The PCS civil service workers’ union conference in Brighton saw delegates vote to confront New Labour over job losses and national pay.
The union is preparing to ballot for national action involving its 300,000 members if the government does not guarantee there will be no compulsory redundancies across the civil service.
This is part of its strategy to defend members’ jobs and public services, which are both under attack as the government wants to cut 100,000 jobs.
Civil service workers are angry about the attacks they are facing. The PCS is in dispute with management in a number of departments including the Driving Standards Agency, the NHS Pensions Agency, the ministry of defence and the Office of National Statistics.
Mark Serwotka, PCS general secretary, told the conference, “The job cuts announced by Gordon Brown have led to a catastrophic reduction in the delivery of services.
“Maybe now is the time to go on the offensive and make sure we are not waiting for the first compulsory redundancy before we take national action.
“We should go out to members and campaign for national action if we don’t get a guarantee that there will be no compulsory redundancies.”
There were votes for action at the conference over the poverty pay civil service workers face.
Delegate Julie Bremner said, “This Labour government listens to the bosses’ CBI organisation rather than its own workers. Gordon Brown is talking about a 2 percent pay freeze for public sector workers.
“The government has saved £6.5 billion on its administrative efficiency agenda. That should be going into frontline services, not frontline soldiers. We need national action and leadership over pay.”
Emma Boyd from Defra London said, “There is a need for a national campaign to take us forward. The government has declared war on us.
“Trade unionists in France fought and won against the neo-liberal agenda this year. There is no reason we can’t as well.”
One of the most important debates at the conference took place over pensions. A number of delegates were worried that the union had made a concession too far when, along with other unions, it accepted a deal with the government last year.
This would mean that new starters in the civil service would be on a worse pension than current workers – whose retirement age would stay the same.
The majority of delegates supported the deal, arguing that it was a significant achievement. But even the people who spoke in favour of this position distanced themselves from the motion’s claim that “PCS members understandably view this achievement as a tremendous victory”.

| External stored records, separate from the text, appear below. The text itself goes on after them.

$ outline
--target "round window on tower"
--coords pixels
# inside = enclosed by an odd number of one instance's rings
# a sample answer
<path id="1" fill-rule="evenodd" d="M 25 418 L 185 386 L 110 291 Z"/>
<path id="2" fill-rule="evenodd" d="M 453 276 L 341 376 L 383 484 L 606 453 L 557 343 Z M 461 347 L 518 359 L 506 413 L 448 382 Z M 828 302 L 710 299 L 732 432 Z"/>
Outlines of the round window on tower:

Anna Owens from HMRC London said, “The reason there is opposition to this is that the pensions deal was a compromise.
“The government could not stomach a fight with the unions and was forced back. But if the union had forced its advantage, much more could have been won.
“If we don’t fight to defend the pensions of future civil servants why should they fight for ours?”
Motions were also overwhelmingly passed supporting the union’s fight against the Nazi BNP, opposing any attack on Iran and opposing the growth of Islamophobia.
Delegates flocked to the many fringe meetings.
Some 170 people attended a Respect meeting. They heard Respect MP George Galloway, Mark Serwotka, Respect national secretary John Rees and Respect councillor Rania Khan.
Around 200 people heard Tony Benn speak at a Stop the War Coalition meeting.
Members of the PCS in the Department for Work and Pensions voted at the group conference to call another two- day strike before the end of July if no significant concessions are made over job cuts.
This will follow the two rounds of two-day strikes taken by around 90,000 people in January and March.